Avez-vous déjà renoncé à vous soigner ?

Avez-vous déjà renoncé à vous soigner ?

Dans sa nouvelle étude, la Fondation April interroge les Français sur leurs difficultés d'accès aux soins. Une majorité de personnes a déjà au moins une fois renoncé à des soins, une problématique plus fréquente chez les jeunes. Voici tous les chiffres éloquents de ce sondage BVA réalisé en mars dernier.
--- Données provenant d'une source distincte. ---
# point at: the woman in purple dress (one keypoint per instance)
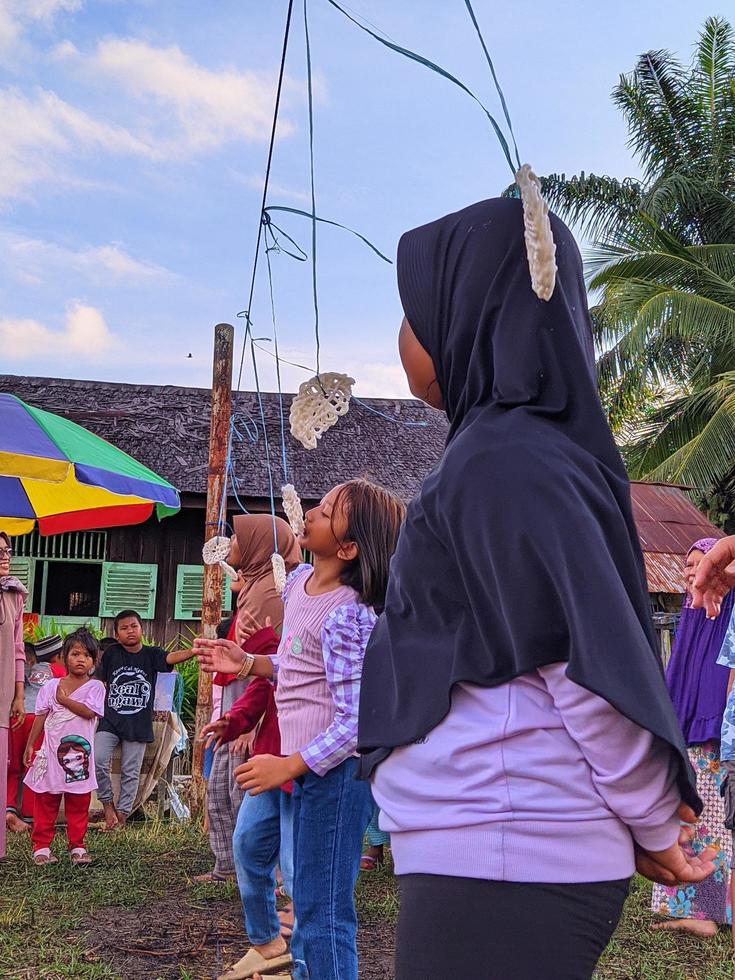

Renoncer à se soigner, un phénomène très courant

Un tiers des Français estime qu'il est difficile d'avoir accès à des soins médicaux et à des professionnels de santé. Ceci engendre un renoncement aux soins partagé par une majorité des assurés : 75% d'entre eux déclarent avoir renoncé au moins une fois à se soigner, les jeunes de 18-24 ans étant les premiers à avoir pris telle décision (88%). 

Quels soins sont abandonnés ?

Une idée largement admise voudrait que l'optique et le dentaire soient les premiers postes auxquels renoncer pour raisons diverses, financières avant tout. Le sondage nous révèle que les soins abandonnés sont autant les consultations chez un généraliste que les visites chez le dentiste (31%). Autres enseignements : pas de prothèses dentaires pour 28% et pas d'équipement d'optique non plus pour un quart des sondés.
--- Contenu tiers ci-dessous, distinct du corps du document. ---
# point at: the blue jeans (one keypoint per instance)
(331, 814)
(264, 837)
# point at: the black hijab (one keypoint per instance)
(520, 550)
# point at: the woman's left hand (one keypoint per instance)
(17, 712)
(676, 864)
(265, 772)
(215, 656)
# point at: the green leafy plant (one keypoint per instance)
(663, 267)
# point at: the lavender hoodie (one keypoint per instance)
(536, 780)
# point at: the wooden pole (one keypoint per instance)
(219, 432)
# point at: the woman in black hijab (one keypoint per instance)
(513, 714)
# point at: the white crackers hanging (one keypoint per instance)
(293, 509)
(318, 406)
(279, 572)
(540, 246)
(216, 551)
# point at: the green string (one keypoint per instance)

Les personnes vivant en zone rurale sont les premières à faire une croix sur un rendez-vous médical (55%), non par manque de praticiens mais à cause des délais trop longs. Près de la moitié des étudiants a abandonné l'idée d'aller consulter un généraliste.
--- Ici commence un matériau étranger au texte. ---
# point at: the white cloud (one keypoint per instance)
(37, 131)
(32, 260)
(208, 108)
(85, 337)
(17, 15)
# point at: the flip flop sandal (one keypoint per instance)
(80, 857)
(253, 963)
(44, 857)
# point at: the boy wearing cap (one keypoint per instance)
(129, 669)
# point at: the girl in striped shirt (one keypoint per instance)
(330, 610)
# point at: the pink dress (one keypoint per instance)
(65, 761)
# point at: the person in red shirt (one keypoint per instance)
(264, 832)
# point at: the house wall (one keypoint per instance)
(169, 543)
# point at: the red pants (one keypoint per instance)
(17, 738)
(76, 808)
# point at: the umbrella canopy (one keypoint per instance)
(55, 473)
25% des salariés ont renoncé à des soins du fait d'une complémentaire collective insuffisante.

Pourquoi renonce-t-on à se soigner ?

Les 4 raisons principales au renoncement aux soins sont :

  1. des délais d'attente trop longs pour obtenir un rendez-vous (51%)
  2. l'impossibilité de trouver un médecin en dehors des horaires habituels (39%)
  3. le refus des médecins d'accepter de nouveaux patients (38%)
  4. le manque de moyens financiers (33%).

Si elles restent marginales (5% de la population), les personnes qui ne bénéficient pas d'une mutuelle invoquent d'abord le problème financier dans leur renoncement aux soins.

Face à ces difficultés, 27% des personnes pratiquent l'automédication, en particulier les jeunes (45%), 11% vont aux urgences et 10% interrogent le pharmacien. Le recours à la télémédecine est encore embryonnaire (2%), une pratique que le gouvernement voudrait développer à l'avenir et pour laquelle sont en cours des négociations de mise en oeuvre avec les syndicats de médecins.